Class: Wurk::Fetcher::Reaper

Inherits:
Object
  • Object
show all
Includes:
Component
Defined in:
lib/wurk/fetcher/reaper.rb

Overview

Orphan reclamation for the reliable fetcher (Pro super_fetch §3.2).

The Reliable fetcher moves each job from a public queue into a per-process private list (queue:<public>|<host>|<pid>|<idx>) and leaves it there until the Processor ACKs. A SIGKILLed or crashed worker therefore strands its in-flight jobs in private lists that nobody will ever ACK. The Reaper is the recovery half: it periodically scans for private lists whose owning process is gone and atomically moves their jobs back to the public queue so a live worker re-runs them.
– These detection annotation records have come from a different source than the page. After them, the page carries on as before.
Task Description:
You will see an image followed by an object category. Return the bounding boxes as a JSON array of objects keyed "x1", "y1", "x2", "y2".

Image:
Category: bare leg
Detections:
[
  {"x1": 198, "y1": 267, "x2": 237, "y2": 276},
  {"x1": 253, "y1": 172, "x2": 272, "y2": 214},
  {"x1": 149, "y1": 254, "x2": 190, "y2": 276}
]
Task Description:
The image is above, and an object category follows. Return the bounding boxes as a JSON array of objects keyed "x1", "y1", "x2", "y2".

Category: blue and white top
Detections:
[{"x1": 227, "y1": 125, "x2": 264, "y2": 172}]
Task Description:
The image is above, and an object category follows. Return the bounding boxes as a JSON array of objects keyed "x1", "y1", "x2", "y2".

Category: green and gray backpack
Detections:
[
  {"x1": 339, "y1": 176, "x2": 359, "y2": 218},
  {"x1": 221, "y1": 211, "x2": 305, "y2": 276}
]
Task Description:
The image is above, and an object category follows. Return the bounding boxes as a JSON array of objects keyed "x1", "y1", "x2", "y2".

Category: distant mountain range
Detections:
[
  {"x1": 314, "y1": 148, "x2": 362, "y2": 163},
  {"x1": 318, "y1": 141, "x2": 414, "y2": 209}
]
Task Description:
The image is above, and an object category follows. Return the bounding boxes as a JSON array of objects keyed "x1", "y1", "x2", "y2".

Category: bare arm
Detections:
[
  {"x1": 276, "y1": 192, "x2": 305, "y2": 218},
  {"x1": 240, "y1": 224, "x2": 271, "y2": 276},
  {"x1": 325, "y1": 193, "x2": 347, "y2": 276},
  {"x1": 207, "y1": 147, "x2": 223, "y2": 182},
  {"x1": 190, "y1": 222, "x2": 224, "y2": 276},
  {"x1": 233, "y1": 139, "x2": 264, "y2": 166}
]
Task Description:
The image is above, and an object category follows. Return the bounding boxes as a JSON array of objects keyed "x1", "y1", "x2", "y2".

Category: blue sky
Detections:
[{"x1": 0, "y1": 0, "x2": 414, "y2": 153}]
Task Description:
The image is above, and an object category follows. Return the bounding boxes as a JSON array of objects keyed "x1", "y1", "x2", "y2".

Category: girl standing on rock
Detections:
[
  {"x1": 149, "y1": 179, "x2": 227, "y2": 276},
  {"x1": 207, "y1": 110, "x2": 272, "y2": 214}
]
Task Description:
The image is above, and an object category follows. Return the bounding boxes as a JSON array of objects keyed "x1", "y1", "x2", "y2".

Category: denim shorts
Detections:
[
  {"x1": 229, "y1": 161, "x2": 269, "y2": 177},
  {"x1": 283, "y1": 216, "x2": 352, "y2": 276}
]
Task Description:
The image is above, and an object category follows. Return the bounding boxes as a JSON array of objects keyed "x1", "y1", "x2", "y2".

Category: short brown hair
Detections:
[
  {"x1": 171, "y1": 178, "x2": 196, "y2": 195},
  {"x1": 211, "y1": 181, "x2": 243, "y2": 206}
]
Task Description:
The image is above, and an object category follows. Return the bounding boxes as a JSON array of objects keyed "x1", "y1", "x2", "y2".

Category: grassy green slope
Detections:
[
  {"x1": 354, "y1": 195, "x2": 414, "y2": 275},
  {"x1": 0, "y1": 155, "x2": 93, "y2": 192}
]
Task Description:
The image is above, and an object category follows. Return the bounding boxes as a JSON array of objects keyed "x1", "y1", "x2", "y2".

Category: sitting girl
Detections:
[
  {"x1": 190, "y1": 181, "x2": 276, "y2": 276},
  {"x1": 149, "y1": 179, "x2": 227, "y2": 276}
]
Liveness is decided per owner:

* same host — the OS is authoritative: `Process.kill(0, pid)`. This
is instant and ignores a stale `processes` SET entry whose 60s TTL
hasn't lapsed yet, so a `kill -9`ed sibling is reclaimed the moment
the supervisor reaps it rather than 60s later. (Pid reuse by an
unrelated local process is the one blind spot — the supervisor
respawns with a fresh pid, so it does not arise in practice.)
* other host — we cannot ping the pid, so we trust the heartbeat:
the owner is alive iff some live `processes` member (one whose
`info` hash still exists) shares its `host:pid`. Cross-host reclaim
therefore waits out the 60s heartbeat TTL, exactly as the spec says.

Re-pushed jobs run through Wurk::Middleware::PoisonPill, which caps a job at RECOVERY_THRESHOLD recoveries within 72h: past the cap the job is killed into the dead set instead of re-queued, so a job that crashes its worker every time can't loop forever.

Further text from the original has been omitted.